CT images of the otic capsule, auditory ossicles, and tympanic membrane can assist in diagnosing diseases such as otosclerosis, cholesteatoma, malformation, and trauma. In the present study, it became evident that depiction of those structures can be significantly improved using DLR compared with HIR. One reason for the improved depiction of temporal bone structures with DLR is likely related to reduced image noise. Several studies of DLR reconstruction in other body regions have found that image noise is significantly reduced in DLR images compared with HIR images [9,10,11, 19,20,21,22,23,24,25]. Our study, which assessed image noise in the temporal bone region, accords with those earlier studies. Another possible reason for the superior depiction of the structures of interest, especially the otic capsule and auditory ossicles, might be the higher CNR values obtained with DLR, which were based on measurements for bone and air. Higaki et al., who used a phantom study to evaluate spatial resolution with a modulation transfer function, reported a spatial frequency in task contrast of 100 HU and 200 HU with DLR, which was higher than that for HIR [31]. The potential for DLR to increase spatial resolution might be another factor in the foregoing findings.

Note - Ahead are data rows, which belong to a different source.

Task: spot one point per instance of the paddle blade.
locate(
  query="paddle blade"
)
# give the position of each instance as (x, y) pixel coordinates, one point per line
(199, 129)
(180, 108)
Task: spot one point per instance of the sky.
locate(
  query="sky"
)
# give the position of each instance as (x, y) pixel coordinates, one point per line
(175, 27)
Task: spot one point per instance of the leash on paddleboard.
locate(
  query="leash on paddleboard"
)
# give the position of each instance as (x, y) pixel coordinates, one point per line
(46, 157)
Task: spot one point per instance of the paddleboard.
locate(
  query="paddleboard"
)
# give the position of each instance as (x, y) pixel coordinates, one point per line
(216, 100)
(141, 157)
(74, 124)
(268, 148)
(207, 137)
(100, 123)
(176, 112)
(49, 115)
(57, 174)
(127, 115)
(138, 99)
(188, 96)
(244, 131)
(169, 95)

Higher edge rise slope value in DLR as compared to HIR, which was found in our study, would also support this.

In the present study, it became evident that CT attenuation of bone for the otic capsule increased in DLR images compared with HIR images. On the other hand, CT attenuation of air for the tympanic cavity decreased in DLR images compared with HIR images. Some controversy surrounds the impact of DLR on the CT attenuation of the structures. In a systematic review of abdominal CT with DLR, CT attenuation was reported to be similar with DLR and HIR [19]. However, according to Yamakuni et al., CT attenuation of the cerebral sinus was observed to be significantly different with DLR and HIR [21]. Our study results accord with the findings in the latter report. The larger difference in CT attenuation between bone and air, as well as decreased image noise, contributes to a significantly higher CNR with DLR than with HIR, as observed in our quantitative image analyses.

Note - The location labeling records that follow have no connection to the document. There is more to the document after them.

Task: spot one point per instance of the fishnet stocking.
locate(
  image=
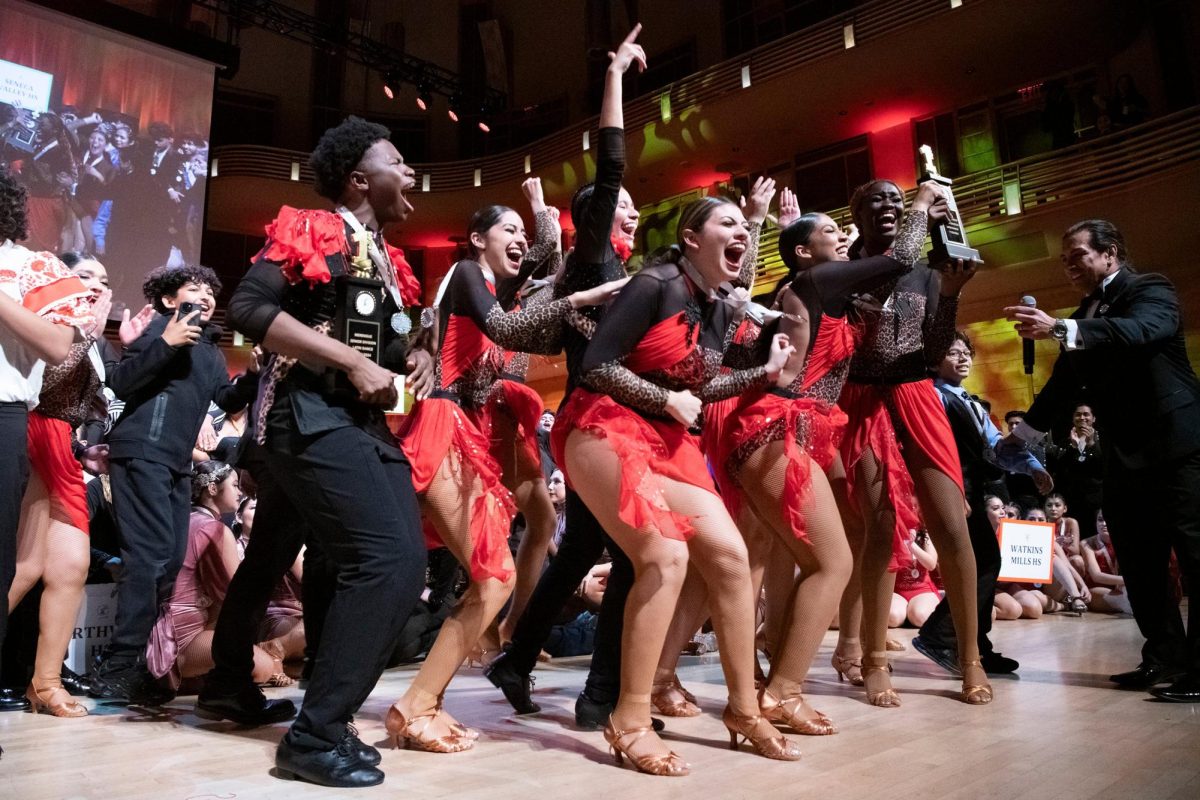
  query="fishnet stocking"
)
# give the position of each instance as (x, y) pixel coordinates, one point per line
(825, 560)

From a technical viewpoint, spatial resolution of CT images is negatively correlated with image noise. Thinner slices are known to be associated with increased image noise [32]. The use of a sharp reconstruction kernel is associated with higher spatial resolution and increased image noise [33]. Because high-resolution CT of the temporal bone aims to depict small structures, thinner slices and a sharper kernel are typically used, resulting in increased image noise. The DLR had been trained separately for several body regions to provide appropriate images based on clinical indications. It can be said that DLR developed for the evaluation of the inner ear balances both spatial resolution and image noise.

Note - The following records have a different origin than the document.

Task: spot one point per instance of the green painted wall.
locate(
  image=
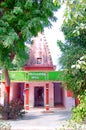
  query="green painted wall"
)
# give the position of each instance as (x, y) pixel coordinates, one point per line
(35, 76)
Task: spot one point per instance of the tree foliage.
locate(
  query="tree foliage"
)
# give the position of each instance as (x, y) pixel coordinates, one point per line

Our study has some limitations. First, the DLR algorithm details vary with the CT vendor. The results of our study would therefore not necessarily be applicable to DLR images obtained from other vendors’ software. Second, our study was retrospective, and patients with various conditions were included. However, significant improvements were evident in the depictions of middle ear structures. Future prospective studies to evaluate different reconstruction algorithms in specific temporal bone diseases would be warranted. Third, the inter-rater concordance for mean and standard deviation of CT attenuation in the air was not so high. However, we made efforts to enhance the reliability of data by averaging the measurements between two radiologists. Finally, although the image readers were blinded to the reconstruction algorithm used for the various images, a risk of observer bias potentially caused by the different appearance of the images produced by the various reconstruction algorithms remains.

Conclusion

In conclusion, DLR significantly reduced image noise in high-resolution CT images of temporal bone, which resulted in improved depiction of several structures and greater overall image quality.